When They Try to Pull Us Down: Ending Jew Hatred
These past weeks have seen an unprecedented number of attacks against Jews throughout the diaspora. Between May 7th and 14th, over 17,000 tweets circulated using variations of the phrase “Hitler was right.” The ADL reported that, in the week following the beginning of the newly escalating conflict, they received 193 reports of antisemitic incidents–up from 131 the week prior (see HERE). These reports, however, only scrape the surface of the incessant antisemitic misinformation and fake news that has spread in the wake of recent fighting between Hamas and Israel.
One of the first publicized victims of Jew Hatred in the US, as a result of the rising tensions in the Middle East, is a student named Roni Saponar. Right as the war was escalating, on May 7th, Roni, an Israeli teenager studying at the University of New Mexico, was violently attacked and beaten. I reached out to Roni over Facebook to offer comfort and to ask if he would be interested in telling me more about what happened. He emphatically responded and was eager to speak with me.
His night began in the same way many freshmen in college begin their Friday evenings—hanging out with friends and dancing at a party.
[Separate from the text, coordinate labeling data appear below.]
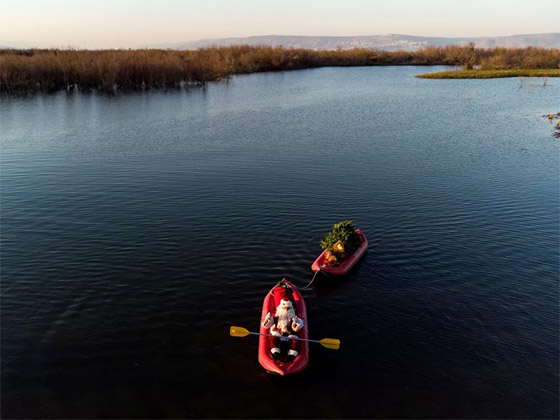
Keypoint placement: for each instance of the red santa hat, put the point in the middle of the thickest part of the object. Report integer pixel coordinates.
(282, 293)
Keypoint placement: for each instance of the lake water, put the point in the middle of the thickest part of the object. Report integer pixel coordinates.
(137, 228)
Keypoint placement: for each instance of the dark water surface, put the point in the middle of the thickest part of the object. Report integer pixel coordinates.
(137, 228)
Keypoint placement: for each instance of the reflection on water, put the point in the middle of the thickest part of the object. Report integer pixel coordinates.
(137, 228)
Roni was wearing a shirt which read “Just Jew It” slogan, which he proudly used as a conversation starter to discuss his Israeli background. Never did he imagine that a simple outfit would land him in the hospital later that night. Four to six men did not find the shirt a funny conversation starter, nor that Roni is an Israeli Jew. While Roni was walking to the bathroom, the group attacked him from behind. “They were aiming for my face,” Roni recalls, “I pretty much blacked out. I wasn’t able to remember anything up to that point, until I was outside barefoot, just kind of bleeding all over.
Roni’s family came to the United States, partially, to escape the violence and uncertainty that comes with living in Israel. Yet, despite all that he endured, he remains steadfast in the importance of not being afraid to embrace our Jewish identities: “Be proud of it—even in a public manner. You should be proud because you never know who you’re going to meet. The more you show them that you’re proud of it, the stronger we get as a nation and as a people.”
We must stop allowing a complicated and distant geo-political conflict—one many Americans know little to nothing about—as an excuse for Jew hatred. Roni’s three best friends are all Muslim, each of whom have very different backgrounds. He says, “A lot of them disagree with what’s happening in Israel. But the matter of fact is that we’re still friends. We argue about it all the time, but we’re still friends and love each other. We’d be there for each other no matter what.” Allowing Jew hatred to persist at this rate across the diaspora will not solve the Israeli-Palestinian conflict. If anything, it only further emphasizes the importance of the Jewish state.
Roni shows us that regardless of the antisemitism we experience as a nation, we still must persist and be proud of our Judaism, and work together to #EndJewHatred.